What genes are linked to Parkinson's Disease and what are the environmental factors that effect the development of the disease?

What genes are linked to Parkinson’s Disease and what are the environmental factors that effect the development of the disease?

CAPSTONE PROJECT TOPIC
Sibel Uzun
Summary
Parkinson’s Disease ailment is a neurological disorder that is characterized by tremor, slow movement, stiffness of arms and legs, and shaking arms, it is the most common neurodegenerative disease after Alzheimer’s. Research shows that three out of a thousand people aged above 50 years have the condition (Westenberger 2012).

Research Questions (Condense the 4 questions to 2 and then try to condense to 1 question.)
1. What genes are linked to Parkinson’s Disease and what are the environmental factors that effect the development of the disease?
2. Can gene mapping be used in the early diagnosis & treatment of Parkinson’s Disease? Condense to one question.
3. How accurate the results of genetic mapping will be?
4. Will genetic mapping answer the cause ( genetic/environmental) of the gene mutation and development of the disease? Condense to one question.
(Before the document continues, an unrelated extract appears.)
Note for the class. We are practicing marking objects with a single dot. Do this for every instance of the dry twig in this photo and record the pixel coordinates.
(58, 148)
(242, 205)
Study Variables The study variables should be bullet-points or a short list of independent and dependent variables you’ll be assessing.
The study indicated that about 10- 15% of people with Parkinson’s ailment have a family history of the disease. Family-linked cases are a result of genetic mutations in the gene category that includes; SNAC gene, it is responsible for making alpha-synuclein protein, in the brain of a patient with Parkinson’s ailment, this protein gather and form a clump called Lewy bodies. SNCA gene mutation transpires in early Parkinson’s disease. PARK2 gene that helps in making parkin protein that assists in breaking down of cells and protein recycling. PARK7 gene mutation may result in the formation of early Parkinson’s disease, it is responsible for making DJ-1 protein which protects mitochondria from stress. PINK1 protein makes kinase protein that also helps protect mitochondria’s inner structure from stress. PINK1 also occurs in the early stage of Parkinson’s disease. In the inherited instance of Parkston’s, the pattern of inheritance varies, this is because it depends on the involved gene (Lill 2016)
When SNAC and LRRK2 genes are involved, the likeliness of the inherited Parkinson’s is just from a single parent. This is known as an autosomal dominant pattern; this means that only a single gene is required for alteration of the gene hence disorder. If PINK1, PARK2, or PARK7 gene is involved, this state is known as autosomal recessive pattern. This is when two copies of the gene are required to alter for the disorder to be realized meaning that both parents are responsible for the passing of the altered gene but had no sign of the Parkinson’s ailment themselves (Schulzer 2004). Nonetheless, the interlinkage between mutations or generic changes and risk of individual developing the disorder has not been realized fully, the above gene mapping research assist in managing Parkinson’s disease. This is by gene editing, gene transfer, and transplant of stem cells-derived dopaminergic neuron (Duvoisin 1996).
Extensive research has also revealed that Parkinson’s disease can be caused by environmental and genetic factors. Interaction of environment can be complex; some environments lower the risk of Parkinson’s while other increase. Comparably, generic (genetic?) makeup in some people makes them vulnerable to toxic materials than others. Research reveals that a combination of the two factors may enhance biological changes resulting in Parkinson’s (Gasser 2001)
The environmental risk includes; a head injury that may alter the level of consciousness, traumatic head injury has been linked to the risk of developing Parkinson’s ailment however, the underlying mechanism is not clear. Polychlorinated Biphenyls has also been linked to the development of Parkinson’s; many industries use Trichloroethylene as a solvent yet it is known to be a common contaminant of groundwater, exposed to the mentioned chemical is connected to Parkinson’s disease. Also, herbicides and pesticides have been linked to Parkinson’s, one herbicide associated with Parkinson’s is Paraquat that was commonly used in the United States but was banned after the realization of its effect. Study shows that potential environmental causes of Parkinson’s can be managed by; consumption of caffeine in the coffee, Uric acid that occurs naturally in the blood and is associated with diets, taking anti-inflammatory drugs, and regular physical exercise (Logroscino 2005).

Study Design
Systematic literature review. Review the “Young student’s guide to performing a systematic review” in the Ancillary folder.
Instrumentation
Information on the paper has been collected through research from eBooks, scholarly journals, articles from magazines (please avoid infotainment/ads and similar non-peer-reviewed material), and search from the NU library. Be much more specific as to the key published resources and databases from which you’re gathering your information. A systematic review outlines a particular approach.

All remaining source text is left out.